Altman knows this tale only because, as co-writer of the 1999 movie Free Enterprise, Shatner told it to him so it could be used in the movie, but only if it were dramatically altered. In Free Enterprise, Shatner plays "Bill," a fictionalized, exaggerated, yet wholly recognizable version of the captain of the Starship Enterprise--Shatner as narcissistic drunk, as clumsy womanizer, as self-aggrandizing ham, as bloated schmuck. "Vainglorious," Bill would call "Bill." It was he who demanded to be portrayed this way; he wouldn't act in the film unless he would be made to look flawed, fallible, real. Altman and Robert Burnett, who co-wrote and directed the movie, had grown up idolizing Captain Kirk and initially wanted to pay homage to the actor who played him, yet he'd have none of it. Shatner was too embarrassed to play himself as oracle, as idol. He'd play himself only as person and parody, but not as Kirk. Jim and Bill were not the same guy. At least that's what he kept telling himself, telling all those fans at conventions, telling anyone who'd listen and take him seriously.

In the script, Altman and Burnett altered Shatner's story. It became a tale about the time "Bill" tried to rescue a child from a burning house, only to wind up empty-handed and feeling foolish--"ridiculous," Shatner says in the movie, his eyes growing a little damp as he recounts the tale. But the scene never made the final cut after test audiences found it redundant: Burnett and Altman excised it at the last second, so upsetting Shatner he argued in vain for its restoration.

"It was meaningful to him, and it would have proved meaningful to anyone who knows Bill's work," says Altman, author of several books about Star Trek. "It's meaningful because those expectations--'Hey, you're Captain Kirk'--aren't just external. They've come to be internalized as well."
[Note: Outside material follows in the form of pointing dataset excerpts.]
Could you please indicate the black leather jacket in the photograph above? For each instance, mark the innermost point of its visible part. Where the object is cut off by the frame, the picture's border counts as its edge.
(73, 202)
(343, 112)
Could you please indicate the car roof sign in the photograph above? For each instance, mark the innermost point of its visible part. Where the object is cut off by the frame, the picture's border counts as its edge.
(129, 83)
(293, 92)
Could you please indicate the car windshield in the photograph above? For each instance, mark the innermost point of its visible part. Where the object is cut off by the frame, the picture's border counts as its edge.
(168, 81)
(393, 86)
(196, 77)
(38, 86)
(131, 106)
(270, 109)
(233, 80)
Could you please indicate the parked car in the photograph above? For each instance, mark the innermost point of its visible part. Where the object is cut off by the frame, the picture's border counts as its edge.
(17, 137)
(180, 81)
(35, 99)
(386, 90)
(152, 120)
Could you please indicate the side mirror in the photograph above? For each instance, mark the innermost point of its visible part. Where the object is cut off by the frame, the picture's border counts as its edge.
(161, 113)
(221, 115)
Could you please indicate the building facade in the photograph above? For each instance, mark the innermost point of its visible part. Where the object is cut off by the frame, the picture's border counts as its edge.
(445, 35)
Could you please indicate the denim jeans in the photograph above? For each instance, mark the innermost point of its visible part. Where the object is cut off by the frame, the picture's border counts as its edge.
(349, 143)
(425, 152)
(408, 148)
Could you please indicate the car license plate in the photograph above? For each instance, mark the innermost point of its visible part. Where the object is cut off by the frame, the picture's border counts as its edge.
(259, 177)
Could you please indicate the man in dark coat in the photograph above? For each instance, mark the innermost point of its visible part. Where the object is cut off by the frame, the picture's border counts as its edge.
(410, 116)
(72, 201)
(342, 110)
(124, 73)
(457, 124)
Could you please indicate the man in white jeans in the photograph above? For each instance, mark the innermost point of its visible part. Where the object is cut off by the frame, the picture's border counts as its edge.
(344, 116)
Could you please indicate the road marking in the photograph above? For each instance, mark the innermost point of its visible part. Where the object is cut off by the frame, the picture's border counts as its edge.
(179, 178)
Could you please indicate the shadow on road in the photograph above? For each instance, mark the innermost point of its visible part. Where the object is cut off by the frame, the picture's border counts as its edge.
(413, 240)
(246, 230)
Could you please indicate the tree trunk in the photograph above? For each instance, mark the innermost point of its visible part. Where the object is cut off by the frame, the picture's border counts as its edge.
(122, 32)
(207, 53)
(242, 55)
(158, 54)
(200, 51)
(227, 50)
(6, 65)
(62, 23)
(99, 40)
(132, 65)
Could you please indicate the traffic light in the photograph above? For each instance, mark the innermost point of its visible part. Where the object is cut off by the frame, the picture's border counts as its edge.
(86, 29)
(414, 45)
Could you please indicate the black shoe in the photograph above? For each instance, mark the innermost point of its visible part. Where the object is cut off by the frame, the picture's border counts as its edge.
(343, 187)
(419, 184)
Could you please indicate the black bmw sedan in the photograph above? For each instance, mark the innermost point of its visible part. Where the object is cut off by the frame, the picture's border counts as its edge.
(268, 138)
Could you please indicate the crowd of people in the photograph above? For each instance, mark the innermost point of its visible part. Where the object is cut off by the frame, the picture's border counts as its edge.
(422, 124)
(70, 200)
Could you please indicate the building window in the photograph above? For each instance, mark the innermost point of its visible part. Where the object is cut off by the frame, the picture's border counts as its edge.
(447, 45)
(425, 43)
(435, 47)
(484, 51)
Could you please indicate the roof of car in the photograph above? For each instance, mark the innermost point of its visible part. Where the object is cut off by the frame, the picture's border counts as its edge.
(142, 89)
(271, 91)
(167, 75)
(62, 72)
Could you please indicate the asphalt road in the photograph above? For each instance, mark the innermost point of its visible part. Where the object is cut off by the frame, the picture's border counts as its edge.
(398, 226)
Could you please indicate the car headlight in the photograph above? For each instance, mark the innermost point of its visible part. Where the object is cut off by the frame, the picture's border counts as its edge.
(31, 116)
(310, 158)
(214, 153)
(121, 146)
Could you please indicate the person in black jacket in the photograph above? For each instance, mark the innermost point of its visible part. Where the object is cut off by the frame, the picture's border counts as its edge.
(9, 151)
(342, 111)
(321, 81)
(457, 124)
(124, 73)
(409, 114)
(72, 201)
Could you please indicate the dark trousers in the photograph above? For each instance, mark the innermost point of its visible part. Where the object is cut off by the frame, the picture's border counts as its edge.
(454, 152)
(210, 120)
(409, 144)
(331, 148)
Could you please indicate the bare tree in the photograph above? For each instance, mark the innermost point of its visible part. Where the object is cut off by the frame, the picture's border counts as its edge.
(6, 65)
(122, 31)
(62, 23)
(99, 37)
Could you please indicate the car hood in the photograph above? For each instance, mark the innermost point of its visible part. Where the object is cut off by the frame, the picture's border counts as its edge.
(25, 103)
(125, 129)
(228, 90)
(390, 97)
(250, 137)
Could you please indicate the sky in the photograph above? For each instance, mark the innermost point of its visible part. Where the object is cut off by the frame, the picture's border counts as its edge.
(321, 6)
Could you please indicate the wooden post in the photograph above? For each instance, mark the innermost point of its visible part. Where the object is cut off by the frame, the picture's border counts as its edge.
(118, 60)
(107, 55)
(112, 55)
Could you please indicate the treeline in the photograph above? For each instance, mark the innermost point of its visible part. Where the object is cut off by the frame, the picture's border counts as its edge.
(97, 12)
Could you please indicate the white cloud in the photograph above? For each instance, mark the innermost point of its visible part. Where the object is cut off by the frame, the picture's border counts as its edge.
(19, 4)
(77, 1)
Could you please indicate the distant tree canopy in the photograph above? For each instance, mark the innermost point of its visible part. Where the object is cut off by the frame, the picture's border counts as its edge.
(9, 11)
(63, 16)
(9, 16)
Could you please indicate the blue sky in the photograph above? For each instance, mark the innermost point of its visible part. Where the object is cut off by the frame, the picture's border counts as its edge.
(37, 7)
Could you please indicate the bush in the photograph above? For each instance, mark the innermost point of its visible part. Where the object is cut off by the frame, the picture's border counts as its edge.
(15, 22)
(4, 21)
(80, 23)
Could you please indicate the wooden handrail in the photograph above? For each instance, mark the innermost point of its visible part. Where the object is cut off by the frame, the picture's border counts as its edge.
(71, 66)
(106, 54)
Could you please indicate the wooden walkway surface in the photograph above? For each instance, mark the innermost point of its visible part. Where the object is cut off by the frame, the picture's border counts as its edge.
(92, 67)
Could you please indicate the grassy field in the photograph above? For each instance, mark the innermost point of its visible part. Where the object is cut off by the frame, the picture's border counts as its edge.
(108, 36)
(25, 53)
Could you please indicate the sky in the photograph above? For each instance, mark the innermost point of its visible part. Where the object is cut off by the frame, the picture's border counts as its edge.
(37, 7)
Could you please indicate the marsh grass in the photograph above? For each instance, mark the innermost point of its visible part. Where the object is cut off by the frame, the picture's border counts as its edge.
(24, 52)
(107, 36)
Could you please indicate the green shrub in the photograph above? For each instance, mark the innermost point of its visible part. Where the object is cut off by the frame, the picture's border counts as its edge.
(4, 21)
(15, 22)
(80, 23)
Though it had almost no theatrical distribution, Free Enterprise launched a second career for Shatner--one that finds him making fun of himself, whether he's sitting next to Conan O'Brien or Craig Kilborn, teaching T.J. Hooker moves to Robert De Niro and Eddie Murphy in the movie Showtime or introducing rock-and-roll One-Hit Wonders for VH1 and Z-grade horror films for the Sci Fi Channel series Full Moon Fright Night. Representatives from the advertising agency pitching Priceline.com, the discount air-fare Web site, attended the Free Enterprise premiere and hired Shatner to appear in TV commercials as a hipster lounge lizard croaking out tunes performed by members of Sleater-Kinney and Helium. He returns in a new series of Priceline ads this month--which "won't be in the comedic vein of the previous campaign," Shatner says now, "but they'll still be some fun while getting the message out."
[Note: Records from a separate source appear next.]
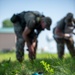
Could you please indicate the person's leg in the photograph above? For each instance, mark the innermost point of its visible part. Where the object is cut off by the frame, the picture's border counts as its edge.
(60, 47)
(32, 50)
(19, 42)
(70, 46)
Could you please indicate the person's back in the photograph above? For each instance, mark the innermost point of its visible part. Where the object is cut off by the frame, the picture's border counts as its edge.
(63, 35)
(24, 25)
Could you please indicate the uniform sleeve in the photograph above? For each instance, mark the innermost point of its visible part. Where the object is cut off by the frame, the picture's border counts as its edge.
(31, 24)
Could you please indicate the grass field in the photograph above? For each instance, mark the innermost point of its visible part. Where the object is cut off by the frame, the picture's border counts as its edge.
(47, 63)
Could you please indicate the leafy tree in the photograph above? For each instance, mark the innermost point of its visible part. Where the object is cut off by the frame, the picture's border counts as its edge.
(7, 23)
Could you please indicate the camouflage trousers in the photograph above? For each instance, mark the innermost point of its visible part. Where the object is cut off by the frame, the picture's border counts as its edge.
(61, 46)
(19, 42)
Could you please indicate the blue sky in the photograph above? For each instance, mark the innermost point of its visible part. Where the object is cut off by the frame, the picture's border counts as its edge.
(56, 9)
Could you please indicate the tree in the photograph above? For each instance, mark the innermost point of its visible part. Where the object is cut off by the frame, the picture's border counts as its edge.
(7, 23)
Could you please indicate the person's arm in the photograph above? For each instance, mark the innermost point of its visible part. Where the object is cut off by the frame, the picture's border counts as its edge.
(25, 35)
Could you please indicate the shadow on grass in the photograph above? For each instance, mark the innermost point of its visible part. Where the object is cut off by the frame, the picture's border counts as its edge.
(65, 66)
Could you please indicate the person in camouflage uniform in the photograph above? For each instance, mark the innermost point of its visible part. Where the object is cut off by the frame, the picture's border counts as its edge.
(63, 35)
(27, 26)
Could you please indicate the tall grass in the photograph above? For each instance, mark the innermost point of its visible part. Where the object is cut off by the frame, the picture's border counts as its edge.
(47, 63)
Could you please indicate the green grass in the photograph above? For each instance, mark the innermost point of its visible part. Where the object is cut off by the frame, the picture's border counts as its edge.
(47, 63)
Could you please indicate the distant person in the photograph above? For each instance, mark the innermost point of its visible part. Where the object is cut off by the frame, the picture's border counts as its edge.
(63, 35)
(27, 26)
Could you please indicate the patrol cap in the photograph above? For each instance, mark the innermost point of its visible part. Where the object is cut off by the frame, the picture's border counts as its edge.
(69, 17)
(48, 22)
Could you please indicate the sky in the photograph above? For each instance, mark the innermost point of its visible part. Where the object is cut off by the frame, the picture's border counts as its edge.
(56, 9)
So, yes, Bill knows he is not Captain Kirk. He knows what he is, better than anyone: has-been and comeback kid, laughingstock and legend, everything in between. He's been a Shakespearean-trained actor who began in the movies starring alongside Yul Brynner (1958's The Brothers Karamazov) and Spencer Tracy and Burt Lancaster (1961's Judgment at Nuremberg). A star of early television, having been part of classic episodes of The Twilight Zone and Alfred Hitchcock Presents and The Defenders, among so many others. The captain of the Enterprise. A cop named T.J. Hooker. A game-show guest in the 1970s, when no one would give him work. The star of Z-grade movies, including Kingdom of the Spiders and The Devil's Rain, when they would give him work.